The show's first season received criticism for the depiction of violence, pacing and cinematography. Reviewing the early episodes, Rolling Stone and Entertainment Weekly said the series leaned too much on grand imagery and lacked the breakout supporting characters that Game of Thrones had. Before the premiere, Martin stated that the series is similar to a Shakespearean tragedy with each character being morally grey with no "character everybody's going to love". The Guardian stated the "dullness" of the characters makes the series more of a period drama than an action-adventure fantasy. The Los Angeles Times and The New York Times cited the constant actor changes as a reason for the lack of emotional attachment to characters. The graphic violence in the season premiere with a failed caesarean section was criticized for being excessive, and according to USA Today, "exploitive and in poor taste". The time jumps throughout the first season were also noted for being jarring and causing confusion, while Martin defended them as being "handled very well". In addition, the dark cinematography in episode seven was a point of criticism from both critics and fans. HBO responded that the dimmed lighting in those scenes was an "intentional creative decision". Game of Thrones faced similar criticism regarding the lighting of scenes in its eighth season, with one of the show's cinematographers stating it was a "deliberate choice". In an interview with The Hollywood Reporter before the second season premiere, Ryan Condal said that the lighting for the upcoming season would be changed after listening to the feedback from the previous season.

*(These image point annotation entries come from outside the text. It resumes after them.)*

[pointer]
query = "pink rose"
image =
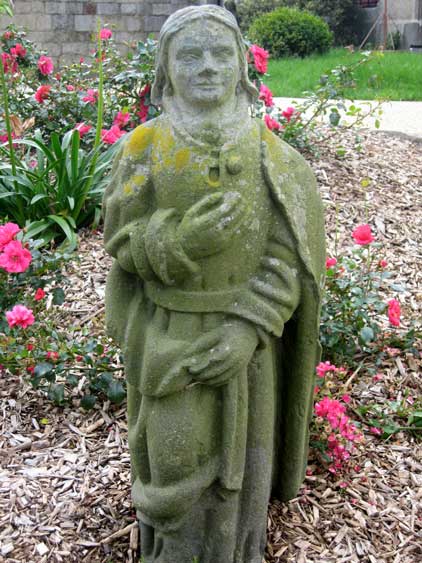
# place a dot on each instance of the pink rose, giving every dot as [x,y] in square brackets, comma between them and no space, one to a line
[42,93]
[105,33]
[266,95]
[362,235]
[7,233]
[330,262]
[271,123]
[9,63]
[39,294]
[45,65]
[20,316]
[15,258]
[18,51]
[121,119]
[110,136]
[394,312]
[323,367]
[260,58]
[288,112]
[91,96]
[83,128]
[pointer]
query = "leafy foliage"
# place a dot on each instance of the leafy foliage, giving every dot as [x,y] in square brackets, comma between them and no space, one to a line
[342,16]
[288,31]
[55,188]
[355,308]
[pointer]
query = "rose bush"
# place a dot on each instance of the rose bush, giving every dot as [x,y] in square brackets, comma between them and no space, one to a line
[65,365]
[355,307]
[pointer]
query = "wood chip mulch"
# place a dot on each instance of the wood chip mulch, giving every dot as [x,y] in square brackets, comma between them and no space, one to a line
[65,474]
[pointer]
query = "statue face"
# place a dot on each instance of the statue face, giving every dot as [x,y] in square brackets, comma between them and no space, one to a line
[203,64]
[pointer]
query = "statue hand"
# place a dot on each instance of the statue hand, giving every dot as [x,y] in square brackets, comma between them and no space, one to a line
[223,353]
[209,225]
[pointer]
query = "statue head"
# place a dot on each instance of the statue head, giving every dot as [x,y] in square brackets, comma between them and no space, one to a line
[207,59]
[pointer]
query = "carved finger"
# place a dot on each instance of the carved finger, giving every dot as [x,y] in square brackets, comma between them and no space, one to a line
[205,343]
[224,378]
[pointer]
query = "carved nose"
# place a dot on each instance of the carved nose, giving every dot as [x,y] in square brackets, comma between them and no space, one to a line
[209,65]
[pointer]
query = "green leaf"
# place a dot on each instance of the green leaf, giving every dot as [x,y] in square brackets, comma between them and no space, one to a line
[64,225]
[56,393]
[390,429]
[37,198]
[415,419]
[334,118]
[116,392]
[43,369]
[88,402]
[58,296]
[366,334]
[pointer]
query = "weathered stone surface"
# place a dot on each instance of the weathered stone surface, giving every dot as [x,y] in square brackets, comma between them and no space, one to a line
[130,9]
[55,8]
[85,23]
[108,9]
[216,231]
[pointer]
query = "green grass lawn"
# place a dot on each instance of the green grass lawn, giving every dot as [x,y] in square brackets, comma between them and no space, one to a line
[397,75]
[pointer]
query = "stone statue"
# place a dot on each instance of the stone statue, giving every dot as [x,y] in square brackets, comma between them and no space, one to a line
[216,229]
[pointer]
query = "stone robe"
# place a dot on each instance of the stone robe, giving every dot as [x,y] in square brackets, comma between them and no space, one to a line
[204,459]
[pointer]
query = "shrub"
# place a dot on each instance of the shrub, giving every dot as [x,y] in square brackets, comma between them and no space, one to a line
[288,32]
[246,11]
[341,15]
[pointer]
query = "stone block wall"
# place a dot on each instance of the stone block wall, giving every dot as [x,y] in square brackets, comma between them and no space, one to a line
[405,16]
[64,28]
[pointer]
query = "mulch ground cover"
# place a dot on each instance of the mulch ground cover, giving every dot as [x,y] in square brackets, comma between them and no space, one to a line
[65,473]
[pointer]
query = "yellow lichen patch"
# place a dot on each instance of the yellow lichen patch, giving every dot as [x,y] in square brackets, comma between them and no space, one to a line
[164,139]
[140,139]
[134,184]
[128,188]
[182,158]
[138,180]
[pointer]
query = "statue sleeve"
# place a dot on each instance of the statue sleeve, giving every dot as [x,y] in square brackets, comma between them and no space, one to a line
[141,237]
[128,204]
[276,285]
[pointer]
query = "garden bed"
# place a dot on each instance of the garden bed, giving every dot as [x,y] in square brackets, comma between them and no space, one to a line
[65,474]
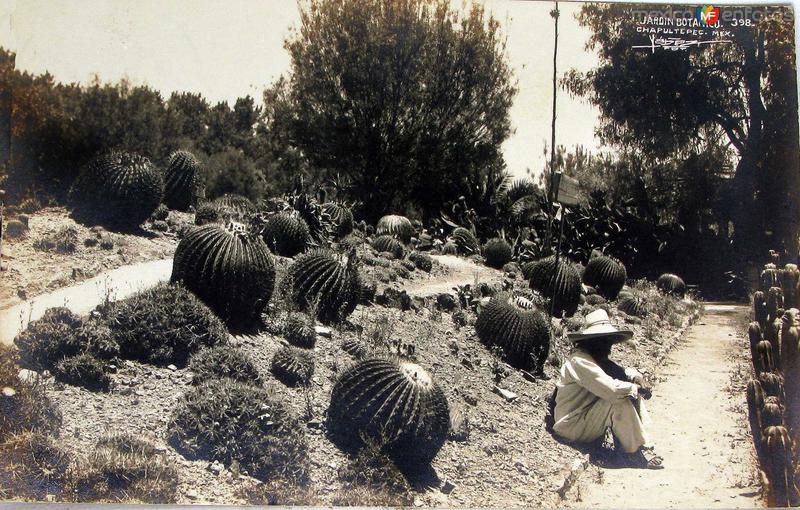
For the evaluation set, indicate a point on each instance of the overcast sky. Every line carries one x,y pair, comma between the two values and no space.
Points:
226,49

House of the Dragon season 1: Critical reception by episode
| Season 1 (2022): Percentage of positive critics' reviews tracked by the website Rotten Tomatoes |

=== Viewership ===
The day after the series premiere, HBO said the episode had been viewed by an estimated 9.99 million viewers in the U.S. on its first night of availability – including linear viewers and streams on HBO Max – which it said was the largest single-day viewership for a series debut in the service's history, dethroning Euphoria. After one week of availability, the viewership rose to nearly 25 million in the U.S. across all platforms. Nielsen estimated that the episode was watched by 10.6 million viewers on HBO Max in the first four days, with the number increasing to 14.5 million when including the viewership on the main HBO channel. (Note: Nielsen measures linear viewership in number of viewers while streaming shows are measured in number of minutes.) Samba TV meanwhile stated that 4.8 million U.S. households streamed the episode in the first four days. The series was also popular on social media, with the show premiere being the number one trending topic on Twitter and Google Trends.

The finale of the first season was watched by 9.3 million viewers across all platforms during its premiere night according to HBO, which was the highest viewership for any finale of a HBO show since the series finale of Game of Thrones. The show averaged 9–9.5 million viewers for an episode on premiere night and 29 million total viewers after a week of release.

Nielsen stated in November 2022 that 35% of the viewers of the show were in the age range of 18–34. Similar to Game of Thrones, the first season of House of the Dragon was extensively pirated. According to TorrentFreak, it was the most pirated series of 2022, ahead of The Lord of the Rings: The Rings of Power and other series.

=== Accolades ===

House of the Dragon received nine Primetime Emmy Awards nominations in 2023, including Outstanding Drama Series, winning one for Outstanding Fantasy/Sci-Fi Costumes. In 2023, the season won the Golden Globe Award Best Television Series – Drama, while Emma D'Arcy earned a Best Actress in a Television Series – Drama nomination.